Markets Await Comments by ECB Officials as Borrowing Costs are Expected To Remain at 1.00%
The European Central Bank is widely expected to keep their benchmark interest rate unchanged at 1.00 percent amid the brewing sovereign debt crisis in the bloc. Indeed, inflationary pressures have been subdued, while the unemployment rate in the 16 member euro area remains at a ten year high of ten percent, with Spain leading the way at 19.9 percent. At the same time, it seems apparent that policy makers are uncertain about economic activity going forward as they recently announced a wide forecast for GDP in 2011 at 0.2 percent to 2.2 percent.
Ahead of tomorrow’s release, investors are weighing in a zero percent chance that the central bank will hike rates twenty five basis points, according to the Credit Suisse Overnight index swaps. With ballooning budget deficits, the European Central Bank will likely keep rates near zero longer than previously expected, and will unlikely raise rates until possibly the third quarter of next year. It is also worth noting that tomorrow’s decision precedes the euro-zone’s bank stress tests results. According to an article by Reuters, European Central Bank President Jean Claude Trichet is said to meet with banks on July 21st, two days prior to when the results will be released. At the meeting, Trichet will evaluate whether some of the commercial lenders will need to recapitalize their balance sheets as the banking system remains weak. This gives further reasoning for the central bank to leaves rates unchanged as uncertainty in the banking sector continues to push the Euribor rate higher.

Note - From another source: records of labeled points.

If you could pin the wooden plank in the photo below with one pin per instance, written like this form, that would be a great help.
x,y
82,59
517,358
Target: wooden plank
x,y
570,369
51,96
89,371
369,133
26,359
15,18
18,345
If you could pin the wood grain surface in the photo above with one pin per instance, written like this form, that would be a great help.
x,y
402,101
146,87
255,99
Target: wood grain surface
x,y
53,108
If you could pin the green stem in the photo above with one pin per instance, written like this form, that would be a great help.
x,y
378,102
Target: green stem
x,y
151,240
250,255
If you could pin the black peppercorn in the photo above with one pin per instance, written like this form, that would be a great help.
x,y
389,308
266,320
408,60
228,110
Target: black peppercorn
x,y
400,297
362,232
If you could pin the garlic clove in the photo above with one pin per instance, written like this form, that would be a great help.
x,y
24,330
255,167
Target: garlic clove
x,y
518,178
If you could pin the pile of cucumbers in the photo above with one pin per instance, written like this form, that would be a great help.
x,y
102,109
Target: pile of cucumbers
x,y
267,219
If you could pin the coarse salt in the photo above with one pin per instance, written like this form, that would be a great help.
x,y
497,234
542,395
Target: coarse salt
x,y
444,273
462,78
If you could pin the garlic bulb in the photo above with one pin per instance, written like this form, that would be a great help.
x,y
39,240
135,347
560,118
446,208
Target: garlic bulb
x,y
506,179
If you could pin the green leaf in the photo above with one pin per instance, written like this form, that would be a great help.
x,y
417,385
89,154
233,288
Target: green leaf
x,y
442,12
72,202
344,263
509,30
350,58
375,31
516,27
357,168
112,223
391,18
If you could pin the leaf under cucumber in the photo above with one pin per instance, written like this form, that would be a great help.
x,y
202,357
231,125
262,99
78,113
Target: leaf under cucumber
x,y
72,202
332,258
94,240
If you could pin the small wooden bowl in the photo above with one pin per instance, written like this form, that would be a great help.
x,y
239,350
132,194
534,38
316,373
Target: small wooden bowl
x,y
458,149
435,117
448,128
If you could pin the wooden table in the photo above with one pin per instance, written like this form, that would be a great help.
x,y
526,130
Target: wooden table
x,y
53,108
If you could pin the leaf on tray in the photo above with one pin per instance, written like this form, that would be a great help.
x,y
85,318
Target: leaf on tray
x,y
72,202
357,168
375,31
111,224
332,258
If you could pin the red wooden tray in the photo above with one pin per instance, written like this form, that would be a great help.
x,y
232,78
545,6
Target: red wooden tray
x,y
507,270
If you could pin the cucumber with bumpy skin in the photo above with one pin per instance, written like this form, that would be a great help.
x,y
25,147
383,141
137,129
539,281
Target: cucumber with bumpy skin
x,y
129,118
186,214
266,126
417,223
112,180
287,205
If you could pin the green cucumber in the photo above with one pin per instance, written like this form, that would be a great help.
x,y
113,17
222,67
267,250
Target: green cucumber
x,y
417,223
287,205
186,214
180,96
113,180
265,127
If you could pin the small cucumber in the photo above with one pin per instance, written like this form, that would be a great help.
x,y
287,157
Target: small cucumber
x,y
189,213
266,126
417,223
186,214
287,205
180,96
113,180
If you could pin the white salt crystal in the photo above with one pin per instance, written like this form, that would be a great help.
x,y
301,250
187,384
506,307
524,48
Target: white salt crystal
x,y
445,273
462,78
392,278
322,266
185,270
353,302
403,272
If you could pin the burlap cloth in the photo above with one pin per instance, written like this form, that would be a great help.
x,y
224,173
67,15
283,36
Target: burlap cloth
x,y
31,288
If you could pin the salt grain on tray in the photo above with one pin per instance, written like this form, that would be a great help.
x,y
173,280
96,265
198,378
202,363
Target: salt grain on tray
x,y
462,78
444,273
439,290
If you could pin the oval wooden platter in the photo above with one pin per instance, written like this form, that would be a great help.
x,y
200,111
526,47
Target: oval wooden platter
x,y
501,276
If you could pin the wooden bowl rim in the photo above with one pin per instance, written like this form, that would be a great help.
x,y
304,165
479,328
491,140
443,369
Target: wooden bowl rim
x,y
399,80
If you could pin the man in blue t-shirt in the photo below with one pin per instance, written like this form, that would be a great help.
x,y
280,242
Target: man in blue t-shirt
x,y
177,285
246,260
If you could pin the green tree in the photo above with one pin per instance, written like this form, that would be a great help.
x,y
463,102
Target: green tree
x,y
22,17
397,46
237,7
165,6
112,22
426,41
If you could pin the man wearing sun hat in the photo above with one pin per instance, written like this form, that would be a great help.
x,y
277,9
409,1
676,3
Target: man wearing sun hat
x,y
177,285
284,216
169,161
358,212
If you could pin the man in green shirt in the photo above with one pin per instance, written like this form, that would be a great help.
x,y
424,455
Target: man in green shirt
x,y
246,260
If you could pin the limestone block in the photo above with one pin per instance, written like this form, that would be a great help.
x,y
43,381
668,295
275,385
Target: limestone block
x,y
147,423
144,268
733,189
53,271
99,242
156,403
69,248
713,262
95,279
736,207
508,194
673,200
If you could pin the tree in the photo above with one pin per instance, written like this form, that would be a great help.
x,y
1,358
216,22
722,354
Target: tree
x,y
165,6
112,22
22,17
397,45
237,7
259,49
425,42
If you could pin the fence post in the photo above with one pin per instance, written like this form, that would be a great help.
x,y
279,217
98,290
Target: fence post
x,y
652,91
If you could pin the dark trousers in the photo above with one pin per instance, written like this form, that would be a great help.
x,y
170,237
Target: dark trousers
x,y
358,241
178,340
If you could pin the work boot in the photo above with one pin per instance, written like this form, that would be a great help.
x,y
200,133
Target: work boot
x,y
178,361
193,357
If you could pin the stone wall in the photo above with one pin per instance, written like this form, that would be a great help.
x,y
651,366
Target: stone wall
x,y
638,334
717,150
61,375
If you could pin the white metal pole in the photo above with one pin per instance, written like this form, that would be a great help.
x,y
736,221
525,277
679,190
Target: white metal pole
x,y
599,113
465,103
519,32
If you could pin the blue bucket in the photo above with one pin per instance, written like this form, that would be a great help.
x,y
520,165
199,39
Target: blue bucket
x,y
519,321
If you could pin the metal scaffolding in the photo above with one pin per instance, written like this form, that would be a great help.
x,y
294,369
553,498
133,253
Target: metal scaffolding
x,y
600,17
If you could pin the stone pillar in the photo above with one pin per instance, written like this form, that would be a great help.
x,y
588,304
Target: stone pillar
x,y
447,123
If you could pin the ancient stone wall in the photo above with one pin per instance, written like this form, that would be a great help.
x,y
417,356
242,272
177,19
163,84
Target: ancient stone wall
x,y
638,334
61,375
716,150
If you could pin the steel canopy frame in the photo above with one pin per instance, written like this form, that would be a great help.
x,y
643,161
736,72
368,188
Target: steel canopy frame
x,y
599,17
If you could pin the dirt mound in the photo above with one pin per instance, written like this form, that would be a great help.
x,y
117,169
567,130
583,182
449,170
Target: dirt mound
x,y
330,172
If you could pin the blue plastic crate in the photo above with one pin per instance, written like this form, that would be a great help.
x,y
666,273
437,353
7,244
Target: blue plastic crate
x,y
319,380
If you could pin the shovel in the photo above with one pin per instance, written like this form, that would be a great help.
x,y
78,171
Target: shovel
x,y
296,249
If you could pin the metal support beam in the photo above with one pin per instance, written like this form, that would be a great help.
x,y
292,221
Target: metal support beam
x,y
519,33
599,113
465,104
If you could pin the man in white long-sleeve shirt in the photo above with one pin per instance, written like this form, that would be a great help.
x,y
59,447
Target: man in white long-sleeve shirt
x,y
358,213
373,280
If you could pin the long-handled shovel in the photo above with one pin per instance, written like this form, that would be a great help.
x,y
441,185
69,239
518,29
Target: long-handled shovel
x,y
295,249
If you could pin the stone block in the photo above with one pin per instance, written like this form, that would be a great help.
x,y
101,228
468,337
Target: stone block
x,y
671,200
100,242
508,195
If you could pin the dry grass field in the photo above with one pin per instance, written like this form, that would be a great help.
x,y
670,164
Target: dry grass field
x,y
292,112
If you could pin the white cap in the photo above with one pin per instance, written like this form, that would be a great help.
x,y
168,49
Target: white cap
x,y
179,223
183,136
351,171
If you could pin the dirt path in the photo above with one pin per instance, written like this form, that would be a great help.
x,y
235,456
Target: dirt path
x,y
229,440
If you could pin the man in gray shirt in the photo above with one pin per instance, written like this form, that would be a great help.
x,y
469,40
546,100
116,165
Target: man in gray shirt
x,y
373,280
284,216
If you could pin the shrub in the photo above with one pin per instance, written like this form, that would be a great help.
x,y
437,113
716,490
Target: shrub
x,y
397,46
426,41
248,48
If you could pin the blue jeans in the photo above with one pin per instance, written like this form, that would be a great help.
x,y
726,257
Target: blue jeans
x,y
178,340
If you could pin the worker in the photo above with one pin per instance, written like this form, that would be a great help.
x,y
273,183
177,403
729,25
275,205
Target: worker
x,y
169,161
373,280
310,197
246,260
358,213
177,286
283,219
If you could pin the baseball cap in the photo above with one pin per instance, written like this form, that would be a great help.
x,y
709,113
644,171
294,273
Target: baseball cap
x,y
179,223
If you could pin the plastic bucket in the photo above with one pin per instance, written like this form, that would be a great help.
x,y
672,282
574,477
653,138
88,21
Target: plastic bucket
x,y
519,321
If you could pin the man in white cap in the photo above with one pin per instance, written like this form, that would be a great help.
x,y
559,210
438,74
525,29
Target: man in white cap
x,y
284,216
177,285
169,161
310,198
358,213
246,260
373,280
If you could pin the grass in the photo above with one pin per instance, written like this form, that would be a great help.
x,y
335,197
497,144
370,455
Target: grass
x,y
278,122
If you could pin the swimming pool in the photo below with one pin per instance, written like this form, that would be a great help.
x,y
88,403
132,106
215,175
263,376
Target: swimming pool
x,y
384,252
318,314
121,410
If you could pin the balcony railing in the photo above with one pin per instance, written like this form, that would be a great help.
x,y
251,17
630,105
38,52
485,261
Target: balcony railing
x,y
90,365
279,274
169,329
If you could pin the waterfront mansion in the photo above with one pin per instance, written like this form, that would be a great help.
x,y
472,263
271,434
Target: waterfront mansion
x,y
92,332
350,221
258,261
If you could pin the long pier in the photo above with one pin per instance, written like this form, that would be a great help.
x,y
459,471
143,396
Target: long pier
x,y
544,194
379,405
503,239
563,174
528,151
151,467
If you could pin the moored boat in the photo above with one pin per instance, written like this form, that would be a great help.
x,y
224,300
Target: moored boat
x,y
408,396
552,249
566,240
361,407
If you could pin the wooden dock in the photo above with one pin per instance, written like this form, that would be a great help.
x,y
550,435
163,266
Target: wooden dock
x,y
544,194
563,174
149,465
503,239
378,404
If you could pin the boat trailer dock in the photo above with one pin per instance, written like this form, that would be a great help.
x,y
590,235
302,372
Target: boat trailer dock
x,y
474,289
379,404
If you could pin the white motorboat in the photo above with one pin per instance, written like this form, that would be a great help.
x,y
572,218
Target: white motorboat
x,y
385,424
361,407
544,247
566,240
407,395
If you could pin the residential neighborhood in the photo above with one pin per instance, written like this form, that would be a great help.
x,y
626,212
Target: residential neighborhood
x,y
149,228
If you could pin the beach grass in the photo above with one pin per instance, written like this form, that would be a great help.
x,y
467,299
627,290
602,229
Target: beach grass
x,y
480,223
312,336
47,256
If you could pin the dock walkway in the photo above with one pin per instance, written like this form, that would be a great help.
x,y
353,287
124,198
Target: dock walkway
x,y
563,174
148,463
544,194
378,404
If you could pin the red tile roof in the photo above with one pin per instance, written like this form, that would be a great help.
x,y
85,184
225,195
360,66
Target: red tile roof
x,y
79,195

Growth has been tepid at best in the euro-area and with the onset of the Greek crisis, the ECB has few tools at its disposal to prevent the region from slipping further. Indeed, the euro-zone has recovered from its worst downturn since WWII; however, the region may slip back into recession by the end of this year as boiling deficits lead governments to phase out stimulus measures. All in all, central bank President Jean-Claude Trichet’s post-announcement press conference is likely to stay firmly focused on the issues related to indebted countries in the bloc and the upcoming stress tests measures.
EUR/USD: Price action has extended yesterday’s gains and now looks poised to test 1.280 as the pair recently crossed over above the 50-day SMA. At the same time, we are witnessing a positive slope in the 20 day SMA, which is now approaching the 50-day SMA. A crossover of the lower moving average above the 50 day is indicative of further gains. It is also noteworthy that price action looks to be nearing oversold territory, thus, we may see the pair test 1.270 for near term support.